The eyes are not here
There are no eyes here
In this valley of dying stars
In this hollow valley
This broken jaw of our lost kingdoms

In this last of meeting places
We grope together
And avoid speech
Gathered on this beach of the tumid river

Sightless, unless
The eyes reappear
As the perpetual star
Multifoliate rose
Of death’s twilight kingdom
The hope only
Of empty men.


Here we go round the prickly pear
Prickly pear prickly pear
Here we go round the prickly pear
At five o’clock in the morning.

Between the idea
And the reality
Between the motion
And the act
Falls the Shadow
                                For Thine is the Kingdom

Between the conception
And the creation
Between the emotion
And the response
Falls the Shadow
                                Life is very long

Between the desire
And the spasm
Between the potency
And the existence
Between the essence
And the descent
Falls the Shadow
                                For Thine is the Kingdom

For Thine is
Life is
For Thine is the

This is the way the world ends
This is the way the world ends
This is the way the world ends
Not with a bang but a whimper.


Waldow said...

It isn't politics that have brought us to the precipice, not the media, not educational institutions. Mary Shelly had it right only a few decades into the industrial revolution. It is technology and spiritual decay, enabled by cowardice. No it isn't news, She knew 200 years ago. EE Cummings knew 70 years ago. And we know today, except that we'll have the our hypothesis confirmed rather soon in very tangible terms:

pity this busy monster, manunkind,

not.
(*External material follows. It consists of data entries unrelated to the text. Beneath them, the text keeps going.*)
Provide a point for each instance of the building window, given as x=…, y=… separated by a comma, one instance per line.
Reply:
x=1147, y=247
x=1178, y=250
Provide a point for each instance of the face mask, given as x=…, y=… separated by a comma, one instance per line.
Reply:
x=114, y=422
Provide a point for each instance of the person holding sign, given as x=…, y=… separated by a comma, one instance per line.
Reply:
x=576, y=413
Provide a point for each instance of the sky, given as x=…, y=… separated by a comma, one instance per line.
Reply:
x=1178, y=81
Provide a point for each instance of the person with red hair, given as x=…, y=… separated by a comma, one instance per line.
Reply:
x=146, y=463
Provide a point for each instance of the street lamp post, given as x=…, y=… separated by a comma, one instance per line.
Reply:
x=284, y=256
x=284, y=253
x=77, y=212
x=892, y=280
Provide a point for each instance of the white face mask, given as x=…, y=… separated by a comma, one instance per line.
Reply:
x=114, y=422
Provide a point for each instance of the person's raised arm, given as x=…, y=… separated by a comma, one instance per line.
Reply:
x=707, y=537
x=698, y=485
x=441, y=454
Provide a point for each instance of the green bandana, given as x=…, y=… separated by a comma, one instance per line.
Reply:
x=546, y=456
Progress is a comfortable disease:
your victim (death and life safely beyond)

plays with the bigness of his littleness
--- electrons deify one razorblade
into a mountainrange; lenses extend
unwish through curving wherewhen till unwish
returns on its unself.
A world of made
is not a world of born --- pity poor flesh

and trees, poor stars and stones, but never this
fine specimen of hypermagical

ultraomnipotence. We doctors know

a hopeless case if --- listen: there's a hell
of a good universe next door; let's go

E. E. Cummings

russell1200 said...

LOL: I thought the delivery had a bit of that rat-a-tat-tat jerkiness, and then get to the bottom and see it is E. E. Cummings. Did he allow hyphenation?

IMO our biggest problem is too many people using too much stuff. But technology could be blamed for that as well.

Waldow said...

LOL for sure. The irony is that EEC poem's like a large modern parking garage. It really is an amazing structure when you look at it carefully. It is filled with things that can really move (ideas = cars), but still IT IS UGLY. I kind of feel the same way about the TSE poem.
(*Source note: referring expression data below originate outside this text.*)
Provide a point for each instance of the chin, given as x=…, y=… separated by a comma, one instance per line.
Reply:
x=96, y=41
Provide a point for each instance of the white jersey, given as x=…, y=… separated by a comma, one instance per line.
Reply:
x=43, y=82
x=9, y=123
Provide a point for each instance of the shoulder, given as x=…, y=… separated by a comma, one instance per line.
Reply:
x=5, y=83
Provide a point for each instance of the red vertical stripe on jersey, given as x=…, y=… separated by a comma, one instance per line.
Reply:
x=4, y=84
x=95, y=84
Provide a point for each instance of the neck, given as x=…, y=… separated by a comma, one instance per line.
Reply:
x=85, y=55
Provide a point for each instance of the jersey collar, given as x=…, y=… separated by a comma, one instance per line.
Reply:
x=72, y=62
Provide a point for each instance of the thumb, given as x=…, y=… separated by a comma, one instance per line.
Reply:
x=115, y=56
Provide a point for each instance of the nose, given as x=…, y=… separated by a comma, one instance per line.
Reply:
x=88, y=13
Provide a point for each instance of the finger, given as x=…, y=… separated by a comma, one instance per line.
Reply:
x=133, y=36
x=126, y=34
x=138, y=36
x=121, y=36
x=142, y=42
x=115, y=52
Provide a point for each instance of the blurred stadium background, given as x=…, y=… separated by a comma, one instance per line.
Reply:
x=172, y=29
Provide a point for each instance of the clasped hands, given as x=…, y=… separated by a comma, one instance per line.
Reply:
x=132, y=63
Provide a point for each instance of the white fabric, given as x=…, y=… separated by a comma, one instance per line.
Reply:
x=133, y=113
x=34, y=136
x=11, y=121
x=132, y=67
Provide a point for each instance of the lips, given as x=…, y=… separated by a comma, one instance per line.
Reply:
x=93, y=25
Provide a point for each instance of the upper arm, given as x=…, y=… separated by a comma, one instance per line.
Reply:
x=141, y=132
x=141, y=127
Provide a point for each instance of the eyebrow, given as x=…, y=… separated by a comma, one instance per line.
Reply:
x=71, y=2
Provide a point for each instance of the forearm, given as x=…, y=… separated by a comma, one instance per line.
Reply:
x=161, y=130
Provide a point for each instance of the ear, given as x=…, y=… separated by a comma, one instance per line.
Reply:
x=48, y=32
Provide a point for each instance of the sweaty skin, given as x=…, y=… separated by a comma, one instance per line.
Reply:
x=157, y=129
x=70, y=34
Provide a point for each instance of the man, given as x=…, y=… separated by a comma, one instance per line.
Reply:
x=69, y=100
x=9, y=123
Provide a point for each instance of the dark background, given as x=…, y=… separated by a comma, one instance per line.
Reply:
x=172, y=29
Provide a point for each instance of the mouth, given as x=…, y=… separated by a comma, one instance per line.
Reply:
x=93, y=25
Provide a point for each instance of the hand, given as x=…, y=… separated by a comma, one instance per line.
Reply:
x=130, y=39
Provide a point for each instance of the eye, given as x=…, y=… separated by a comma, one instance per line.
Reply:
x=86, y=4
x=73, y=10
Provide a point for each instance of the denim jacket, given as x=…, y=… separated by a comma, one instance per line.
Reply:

Now Bob Frost, though he's popular and rhymes, if I had to choose, I'd say give me Fire & Ice (oh God no, no something pretty!) I would say that the intellectual content of the Frost poem is better too, since it sees the future, the end, as a product of bifurcation. Elliot insists on a whimper, Cummings is apparently Dr. Who and can go through worm holes. Ha!
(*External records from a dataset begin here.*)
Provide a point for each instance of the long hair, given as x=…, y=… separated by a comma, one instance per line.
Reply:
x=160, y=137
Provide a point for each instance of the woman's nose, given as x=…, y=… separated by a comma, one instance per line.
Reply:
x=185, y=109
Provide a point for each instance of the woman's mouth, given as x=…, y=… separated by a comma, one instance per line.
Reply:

"Too many people using too much stuff." You know Jack Handy said that instead of making more nuclear bombs, what if we got more use out of the ones we already have? HAHAHLALOLZ sorry if I'm being too silly. Your point is an important one.

russell1200 said...

You may have seen it, I already used Frost's Poem.

I wouldn't presume to pass judgment, but for me Frost's is certainly the more enjoyable.

Elliot seems to be on the same page as Lovecraft at times: the silent horror of the cosmos so to speak. But really the line about the hollow men strikes a chord: the rest of the poem is a bit more difficult.

There are an amazing number of 20th century apocalyptic poets. Enough to have a whole group of poets referred to as "Apocalyptic Poets": I even have the book to prove it! Poets of the Apocalypse by Arthur Edward Salmon, University of Idaho 1983.

For myself, I don't blame the cosmos, so much as ourselves. Since I don't feel particularly triumphal about my world view, discussing EOTWAWKI poetry does not seem as sad as some other subjects.